View of Antananarivo, Madagascar

View of Antananarivo, Madagascar.

By: Judy Leserman

“You must come for Shabbat,” Moshe insisted. The invitation was given towards the end of an interview I conducted on my first day in Antananarivo, the capital of Madagascar. A prominent journalist and a leader within the Kabbalistic Jewish community, Moshe had come to meet me at the hotel courtyard with an entourage of security, as well as priests from an associated group. Elysha, our translator (and community member and accomplished scientist to boot) turned to us, “He really would like for you to join him, so are you going to go?” Given the retinue, the urgency of what he communicated in the interview, and the adamant request that I join him for Shabbat, I was unsure of what to make of this invitation from a stranger.

I traveled to Madagascar in the Summer of 2023 to meet a small community that converted to Judaism in 2016. Not well known to the broader international Jewish community, I had heard about them through word of mouth and a few videos and articles here and there online. It is possible to access practical information about this group, such as how they learned about Judaism and who converted them, but not much else is available. Converting to Judaism is often a difficult and prolonged process because according to Jewish belief, one does not need to be “part of the tribe” in order to be a good person or achieve salvation, so conversion is generally discouraged unless one feels deeply compelled. As an extrovert, I wanted to meet the individuals who spent years studying as a community to assume this new identity—one that I share with them. I was curious about the possibility of connection in an unlikely place.  As a poet, I wanted to visit Madagascar to experience a new world, meet new people, and learn a new terrain. Both of these pieces of myself and this experience were to ultimately contribute to my broader work on identity and its connection to land, to books, and to the stories and histories we tell.

Judy and Moshe, a prominent journalist and a leader within the Kabbalistic Jewish community.

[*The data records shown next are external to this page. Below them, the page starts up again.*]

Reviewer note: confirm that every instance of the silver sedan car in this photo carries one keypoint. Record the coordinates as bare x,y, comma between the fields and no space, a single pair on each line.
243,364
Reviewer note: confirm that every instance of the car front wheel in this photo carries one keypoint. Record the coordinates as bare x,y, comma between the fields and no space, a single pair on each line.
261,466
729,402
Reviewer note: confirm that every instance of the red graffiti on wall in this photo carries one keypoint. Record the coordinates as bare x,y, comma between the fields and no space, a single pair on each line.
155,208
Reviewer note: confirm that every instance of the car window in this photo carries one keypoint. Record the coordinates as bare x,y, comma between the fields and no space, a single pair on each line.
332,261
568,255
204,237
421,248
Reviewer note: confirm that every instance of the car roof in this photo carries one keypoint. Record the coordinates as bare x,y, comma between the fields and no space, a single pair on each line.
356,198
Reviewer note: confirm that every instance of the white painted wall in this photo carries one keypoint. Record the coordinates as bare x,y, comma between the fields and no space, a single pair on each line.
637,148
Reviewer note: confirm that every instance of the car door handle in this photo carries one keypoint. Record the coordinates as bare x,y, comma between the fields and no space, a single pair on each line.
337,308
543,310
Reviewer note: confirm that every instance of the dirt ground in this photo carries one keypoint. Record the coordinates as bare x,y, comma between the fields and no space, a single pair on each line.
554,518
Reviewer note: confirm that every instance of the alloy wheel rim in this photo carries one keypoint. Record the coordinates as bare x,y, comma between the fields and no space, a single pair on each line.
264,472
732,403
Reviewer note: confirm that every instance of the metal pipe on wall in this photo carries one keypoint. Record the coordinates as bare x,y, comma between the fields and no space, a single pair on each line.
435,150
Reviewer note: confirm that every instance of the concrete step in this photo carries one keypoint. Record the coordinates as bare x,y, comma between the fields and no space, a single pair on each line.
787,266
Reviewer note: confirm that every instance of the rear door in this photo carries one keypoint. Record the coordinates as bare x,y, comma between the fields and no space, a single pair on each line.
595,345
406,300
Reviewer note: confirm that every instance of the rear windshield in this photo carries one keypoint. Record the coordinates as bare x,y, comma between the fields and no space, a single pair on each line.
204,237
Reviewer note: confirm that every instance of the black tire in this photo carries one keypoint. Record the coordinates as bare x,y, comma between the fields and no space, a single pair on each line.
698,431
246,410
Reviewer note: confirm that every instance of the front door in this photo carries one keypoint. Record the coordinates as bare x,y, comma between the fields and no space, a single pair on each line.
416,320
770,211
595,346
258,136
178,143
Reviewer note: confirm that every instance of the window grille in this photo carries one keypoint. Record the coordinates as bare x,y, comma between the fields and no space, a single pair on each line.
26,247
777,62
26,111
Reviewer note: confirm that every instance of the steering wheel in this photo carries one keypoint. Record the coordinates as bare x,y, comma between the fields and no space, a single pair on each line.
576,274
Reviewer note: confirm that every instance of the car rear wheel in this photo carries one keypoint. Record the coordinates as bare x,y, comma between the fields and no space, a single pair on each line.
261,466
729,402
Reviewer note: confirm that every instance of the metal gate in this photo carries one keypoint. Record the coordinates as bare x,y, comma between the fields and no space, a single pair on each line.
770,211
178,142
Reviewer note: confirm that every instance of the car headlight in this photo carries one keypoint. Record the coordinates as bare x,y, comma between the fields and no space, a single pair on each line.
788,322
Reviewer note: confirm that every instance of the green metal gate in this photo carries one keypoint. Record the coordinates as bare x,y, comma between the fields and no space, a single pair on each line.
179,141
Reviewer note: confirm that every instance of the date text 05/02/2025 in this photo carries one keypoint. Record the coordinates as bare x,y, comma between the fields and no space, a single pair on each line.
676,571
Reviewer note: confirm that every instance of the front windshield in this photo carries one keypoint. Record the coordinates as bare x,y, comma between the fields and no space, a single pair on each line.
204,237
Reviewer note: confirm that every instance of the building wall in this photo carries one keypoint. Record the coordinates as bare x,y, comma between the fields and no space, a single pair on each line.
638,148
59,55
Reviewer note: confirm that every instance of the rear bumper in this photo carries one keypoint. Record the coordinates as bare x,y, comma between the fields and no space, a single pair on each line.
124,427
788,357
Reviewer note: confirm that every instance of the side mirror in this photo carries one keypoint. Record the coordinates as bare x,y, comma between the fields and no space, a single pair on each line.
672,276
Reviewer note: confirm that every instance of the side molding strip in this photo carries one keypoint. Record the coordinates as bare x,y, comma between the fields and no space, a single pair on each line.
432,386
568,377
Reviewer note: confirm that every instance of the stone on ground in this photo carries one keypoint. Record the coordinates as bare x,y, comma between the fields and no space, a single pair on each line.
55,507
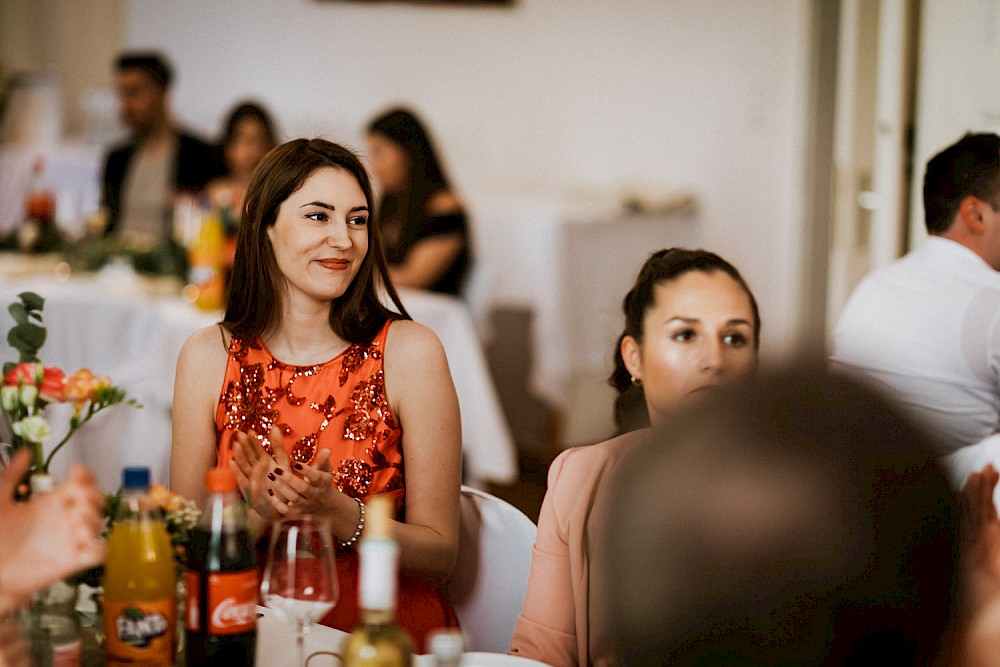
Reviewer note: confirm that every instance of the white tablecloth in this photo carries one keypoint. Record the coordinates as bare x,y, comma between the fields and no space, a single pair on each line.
106,323
276,647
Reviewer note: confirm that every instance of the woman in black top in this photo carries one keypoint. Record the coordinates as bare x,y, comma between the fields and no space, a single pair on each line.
423,222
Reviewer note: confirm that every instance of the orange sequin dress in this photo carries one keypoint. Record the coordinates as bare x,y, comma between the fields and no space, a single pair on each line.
339,405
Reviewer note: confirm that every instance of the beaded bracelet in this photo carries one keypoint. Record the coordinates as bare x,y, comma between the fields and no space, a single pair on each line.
361,525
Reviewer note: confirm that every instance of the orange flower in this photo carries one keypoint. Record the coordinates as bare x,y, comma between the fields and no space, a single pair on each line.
80,387
49,385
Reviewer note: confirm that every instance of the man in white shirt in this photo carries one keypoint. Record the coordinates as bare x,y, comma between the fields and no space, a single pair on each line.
927,327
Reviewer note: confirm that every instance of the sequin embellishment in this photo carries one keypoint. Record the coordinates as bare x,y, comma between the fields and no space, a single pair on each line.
354,419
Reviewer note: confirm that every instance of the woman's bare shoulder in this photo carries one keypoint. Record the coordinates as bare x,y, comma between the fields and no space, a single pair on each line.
407,338
207,346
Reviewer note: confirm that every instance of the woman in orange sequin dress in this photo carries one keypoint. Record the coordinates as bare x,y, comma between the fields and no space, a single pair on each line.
316,393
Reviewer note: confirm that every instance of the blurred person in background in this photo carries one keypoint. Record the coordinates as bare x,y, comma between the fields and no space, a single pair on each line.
249,134
142,176
691,327
423,222
794,519
928,325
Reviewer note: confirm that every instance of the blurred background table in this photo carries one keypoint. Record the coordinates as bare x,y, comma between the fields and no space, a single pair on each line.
132,329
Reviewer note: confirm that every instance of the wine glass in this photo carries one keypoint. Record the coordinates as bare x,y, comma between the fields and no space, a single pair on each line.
300,578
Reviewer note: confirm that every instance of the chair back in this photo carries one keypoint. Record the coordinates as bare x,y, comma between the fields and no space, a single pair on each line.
491,575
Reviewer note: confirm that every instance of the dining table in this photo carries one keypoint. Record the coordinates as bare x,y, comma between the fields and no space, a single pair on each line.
131,328
276,645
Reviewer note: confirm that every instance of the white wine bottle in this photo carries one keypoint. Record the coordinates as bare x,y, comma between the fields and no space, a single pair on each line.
377,640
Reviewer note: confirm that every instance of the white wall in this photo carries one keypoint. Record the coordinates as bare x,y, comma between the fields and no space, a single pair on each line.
546,100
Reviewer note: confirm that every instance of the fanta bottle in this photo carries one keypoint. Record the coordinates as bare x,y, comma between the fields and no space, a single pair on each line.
207,263
220,612
140,580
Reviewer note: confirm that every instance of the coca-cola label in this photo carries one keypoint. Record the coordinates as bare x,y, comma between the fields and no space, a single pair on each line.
232,602
192,601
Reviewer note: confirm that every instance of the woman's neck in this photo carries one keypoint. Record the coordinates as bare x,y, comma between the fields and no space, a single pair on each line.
304,337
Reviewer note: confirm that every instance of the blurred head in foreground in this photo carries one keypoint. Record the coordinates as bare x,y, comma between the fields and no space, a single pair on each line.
795,518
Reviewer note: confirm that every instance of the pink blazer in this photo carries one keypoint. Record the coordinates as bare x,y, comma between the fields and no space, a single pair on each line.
556,625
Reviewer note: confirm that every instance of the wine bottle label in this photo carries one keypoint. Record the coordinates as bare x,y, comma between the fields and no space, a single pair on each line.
379,561
232,602
140,631
67,654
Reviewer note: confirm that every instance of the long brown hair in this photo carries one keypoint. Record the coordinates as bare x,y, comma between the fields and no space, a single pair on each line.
255,288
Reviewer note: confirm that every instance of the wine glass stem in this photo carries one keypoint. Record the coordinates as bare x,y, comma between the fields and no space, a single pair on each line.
300,639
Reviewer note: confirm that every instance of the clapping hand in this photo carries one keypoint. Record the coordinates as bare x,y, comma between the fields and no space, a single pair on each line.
982,536
277,486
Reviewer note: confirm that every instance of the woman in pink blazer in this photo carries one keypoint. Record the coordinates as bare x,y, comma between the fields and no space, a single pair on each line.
691,325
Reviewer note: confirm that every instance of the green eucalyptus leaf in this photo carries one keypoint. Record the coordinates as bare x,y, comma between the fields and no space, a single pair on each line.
26,339
31,300
18,312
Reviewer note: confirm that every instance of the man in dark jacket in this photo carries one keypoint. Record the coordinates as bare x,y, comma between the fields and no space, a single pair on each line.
142,177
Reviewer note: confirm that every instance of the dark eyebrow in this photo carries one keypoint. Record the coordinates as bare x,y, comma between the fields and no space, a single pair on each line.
331,207
695,320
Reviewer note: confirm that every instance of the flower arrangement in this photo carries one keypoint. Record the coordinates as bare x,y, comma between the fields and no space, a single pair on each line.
29,387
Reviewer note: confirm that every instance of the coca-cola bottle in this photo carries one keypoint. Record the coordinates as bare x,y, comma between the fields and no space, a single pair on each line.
220,610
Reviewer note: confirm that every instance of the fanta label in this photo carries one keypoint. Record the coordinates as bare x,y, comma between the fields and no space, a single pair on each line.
140,631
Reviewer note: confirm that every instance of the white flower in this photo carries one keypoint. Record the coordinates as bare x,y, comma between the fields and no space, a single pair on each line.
28,395
9,399
33,429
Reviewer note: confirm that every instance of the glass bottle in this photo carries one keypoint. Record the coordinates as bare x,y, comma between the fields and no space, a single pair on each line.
220,612
378,640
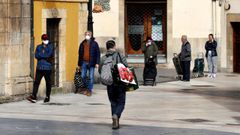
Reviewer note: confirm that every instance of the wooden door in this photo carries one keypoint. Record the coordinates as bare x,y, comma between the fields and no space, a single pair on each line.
145,20
236,47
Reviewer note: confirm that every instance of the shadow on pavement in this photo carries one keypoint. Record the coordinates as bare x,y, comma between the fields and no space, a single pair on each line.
44,127
228,98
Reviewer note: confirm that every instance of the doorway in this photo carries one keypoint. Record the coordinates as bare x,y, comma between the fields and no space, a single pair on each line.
53,34
145,19
236,47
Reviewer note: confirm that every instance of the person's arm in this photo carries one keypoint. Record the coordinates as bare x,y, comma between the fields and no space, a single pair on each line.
37,51
207,47
101,64
44,53
80,55
188,47
144,47
188,50
97,53
155,49
124,60
214,45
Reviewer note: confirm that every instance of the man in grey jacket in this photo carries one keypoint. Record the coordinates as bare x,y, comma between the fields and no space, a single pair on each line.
185,58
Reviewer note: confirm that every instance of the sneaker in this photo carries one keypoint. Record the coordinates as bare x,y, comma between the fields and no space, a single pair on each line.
47,99
32,99
115,124
89,93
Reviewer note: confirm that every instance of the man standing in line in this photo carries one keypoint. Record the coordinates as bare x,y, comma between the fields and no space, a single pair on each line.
185,58
88,59
211,55
44,54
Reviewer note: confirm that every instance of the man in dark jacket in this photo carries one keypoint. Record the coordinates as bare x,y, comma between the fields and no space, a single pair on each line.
44,54
116,92
88,59
211,55
185,58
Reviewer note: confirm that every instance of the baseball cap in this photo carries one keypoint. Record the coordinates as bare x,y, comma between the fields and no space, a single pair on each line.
44,37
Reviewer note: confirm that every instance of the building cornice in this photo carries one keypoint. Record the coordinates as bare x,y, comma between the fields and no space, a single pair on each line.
75,1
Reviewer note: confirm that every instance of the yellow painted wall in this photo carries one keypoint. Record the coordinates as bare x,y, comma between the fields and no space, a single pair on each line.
71,31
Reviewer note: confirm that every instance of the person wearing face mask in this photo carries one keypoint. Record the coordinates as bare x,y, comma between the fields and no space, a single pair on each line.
211,55
88,60
44,54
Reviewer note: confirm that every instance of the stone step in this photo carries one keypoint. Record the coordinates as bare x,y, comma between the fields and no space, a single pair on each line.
139,59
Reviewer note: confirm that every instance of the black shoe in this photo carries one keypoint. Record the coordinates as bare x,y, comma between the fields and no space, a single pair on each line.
47,99
32,99
115,124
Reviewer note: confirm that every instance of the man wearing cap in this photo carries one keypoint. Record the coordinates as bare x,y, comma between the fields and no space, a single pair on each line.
44,54
88,59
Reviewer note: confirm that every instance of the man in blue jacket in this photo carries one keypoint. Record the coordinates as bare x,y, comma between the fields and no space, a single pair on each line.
44,54
88,59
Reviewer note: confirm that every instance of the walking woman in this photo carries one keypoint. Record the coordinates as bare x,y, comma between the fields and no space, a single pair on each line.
116,92
211,55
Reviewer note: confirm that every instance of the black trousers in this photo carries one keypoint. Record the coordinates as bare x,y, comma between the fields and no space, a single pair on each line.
39,74
117,98
186,70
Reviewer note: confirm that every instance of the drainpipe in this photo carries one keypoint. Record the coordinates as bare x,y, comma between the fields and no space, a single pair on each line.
90,17
32,39
214,17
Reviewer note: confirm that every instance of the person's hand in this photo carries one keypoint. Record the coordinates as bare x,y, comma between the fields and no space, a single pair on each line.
78,68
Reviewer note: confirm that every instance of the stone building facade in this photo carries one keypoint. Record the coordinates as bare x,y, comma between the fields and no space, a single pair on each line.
129,22
15,47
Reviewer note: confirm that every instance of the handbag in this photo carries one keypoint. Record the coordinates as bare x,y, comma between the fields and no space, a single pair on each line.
132,87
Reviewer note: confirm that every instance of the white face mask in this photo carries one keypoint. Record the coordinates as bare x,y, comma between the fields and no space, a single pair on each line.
88,37
45,42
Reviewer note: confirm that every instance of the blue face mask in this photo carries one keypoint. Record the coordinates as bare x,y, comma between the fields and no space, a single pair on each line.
45,42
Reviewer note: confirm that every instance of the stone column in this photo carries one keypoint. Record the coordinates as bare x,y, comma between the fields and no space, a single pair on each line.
15,47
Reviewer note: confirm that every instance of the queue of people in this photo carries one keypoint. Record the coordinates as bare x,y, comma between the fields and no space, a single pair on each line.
89,60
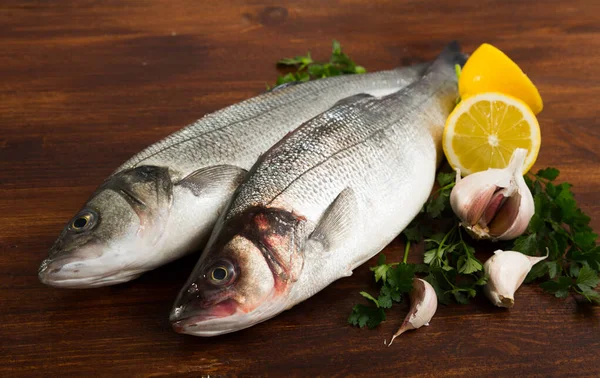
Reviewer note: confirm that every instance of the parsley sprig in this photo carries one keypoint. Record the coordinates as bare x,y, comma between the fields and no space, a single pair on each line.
454,271
307,69
561,227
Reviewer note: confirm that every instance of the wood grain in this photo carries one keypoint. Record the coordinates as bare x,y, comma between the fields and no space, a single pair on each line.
86,84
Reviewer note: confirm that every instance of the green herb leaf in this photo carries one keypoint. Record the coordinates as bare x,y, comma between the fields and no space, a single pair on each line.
369,297
587,277
308,69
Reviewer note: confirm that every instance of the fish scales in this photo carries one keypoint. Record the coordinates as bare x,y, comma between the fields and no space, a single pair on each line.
319,203
125,228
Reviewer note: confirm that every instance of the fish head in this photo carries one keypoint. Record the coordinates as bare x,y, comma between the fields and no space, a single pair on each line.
244,276
102,244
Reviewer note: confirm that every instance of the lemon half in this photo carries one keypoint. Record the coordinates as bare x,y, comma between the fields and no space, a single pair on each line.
484,129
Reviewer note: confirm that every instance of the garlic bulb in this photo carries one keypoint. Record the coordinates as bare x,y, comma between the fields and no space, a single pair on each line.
494,204
423,304
506,271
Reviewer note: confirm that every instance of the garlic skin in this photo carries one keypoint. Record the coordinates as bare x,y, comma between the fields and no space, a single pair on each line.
494,204
506,271
423,304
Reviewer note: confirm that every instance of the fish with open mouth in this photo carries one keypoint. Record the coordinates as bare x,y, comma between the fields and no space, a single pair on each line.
162,203
319,203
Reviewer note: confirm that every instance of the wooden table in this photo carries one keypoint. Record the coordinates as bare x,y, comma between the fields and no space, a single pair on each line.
86,84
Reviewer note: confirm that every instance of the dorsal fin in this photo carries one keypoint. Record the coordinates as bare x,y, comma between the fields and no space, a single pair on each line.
216,177
336,223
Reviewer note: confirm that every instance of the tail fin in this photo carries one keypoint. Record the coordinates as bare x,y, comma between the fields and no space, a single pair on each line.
448,58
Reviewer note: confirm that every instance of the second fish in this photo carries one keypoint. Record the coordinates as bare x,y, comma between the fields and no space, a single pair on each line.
322,201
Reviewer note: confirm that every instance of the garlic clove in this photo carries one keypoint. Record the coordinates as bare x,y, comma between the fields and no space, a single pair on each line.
494,204
423,305
507,271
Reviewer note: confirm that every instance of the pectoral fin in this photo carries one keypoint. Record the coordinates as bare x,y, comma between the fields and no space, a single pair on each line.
216,177
336,223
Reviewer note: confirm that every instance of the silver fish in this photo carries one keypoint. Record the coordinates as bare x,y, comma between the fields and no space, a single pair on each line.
162,203
319,203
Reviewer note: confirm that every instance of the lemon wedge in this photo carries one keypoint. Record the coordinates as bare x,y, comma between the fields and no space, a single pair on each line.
490,70
484,129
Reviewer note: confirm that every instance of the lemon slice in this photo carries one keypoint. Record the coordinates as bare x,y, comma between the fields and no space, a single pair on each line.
490,70
483,131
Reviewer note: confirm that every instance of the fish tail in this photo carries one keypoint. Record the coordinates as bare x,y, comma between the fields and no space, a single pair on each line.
447,60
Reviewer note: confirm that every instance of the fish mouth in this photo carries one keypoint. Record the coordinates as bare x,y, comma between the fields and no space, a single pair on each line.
69,272
218,319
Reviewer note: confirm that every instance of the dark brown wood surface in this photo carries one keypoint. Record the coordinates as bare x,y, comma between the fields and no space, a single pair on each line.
86,84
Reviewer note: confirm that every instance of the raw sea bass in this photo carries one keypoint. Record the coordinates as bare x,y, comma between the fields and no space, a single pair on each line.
319,203
163,202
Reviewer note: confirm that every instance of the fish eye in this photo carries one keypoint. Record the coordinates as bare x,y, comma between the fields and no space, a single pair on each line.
83,221
219,273
222,273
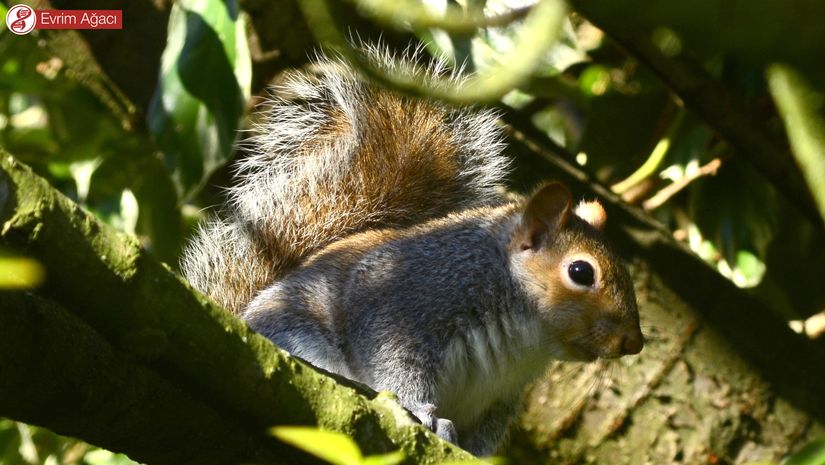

So though I had only met Moshe that one time, I accepted his invitation and planned to join him and whomever else he included the following week. That Friday Gabriella, my travel partner, and I took a cab for about an hour and a half into the suburbs towards a town called Ambatofotsy. On the way, we passed crowded streets covered in white, red, and green flags in preparation for Independence Day. Along the road, we watched the old French architecture turn into newer homes where eventually zebu plodded through rice paddies. The car zipped over mountains and onto dirt roads until it kicked up dust through a small market where meat dangled in the Winter heat and rice and cassava were waiting to be bought. 

Finally, the car parked in front of a hotel called Le Carat. Our room was a little bungalow overlooking a lake. Before I could finish turning the knob to enter, a round face smiled through the window and opened the door. Moshe had invited two young women named Sarah and Rivka to keep us company and to translate for us over the twenty-five hours of Shabbat. After a quick and somewhat awkward greeting, we finished our preparations for Shabbat before the sun went down. 

The first synagogue ever built in Madagascar.

Everything was lovely. The newly built synagogue was beautiful, the prayer was moving, and the dinner was delicious. Still, the atmosphere felt somewhat stilted. There were eleven of us total, but, probably owing to the language barrier, the evening was lively, but largely polite. At the end, three gentlemen offered to walk Gabriella, Sarah, Rivka, and I down the road to our hotel.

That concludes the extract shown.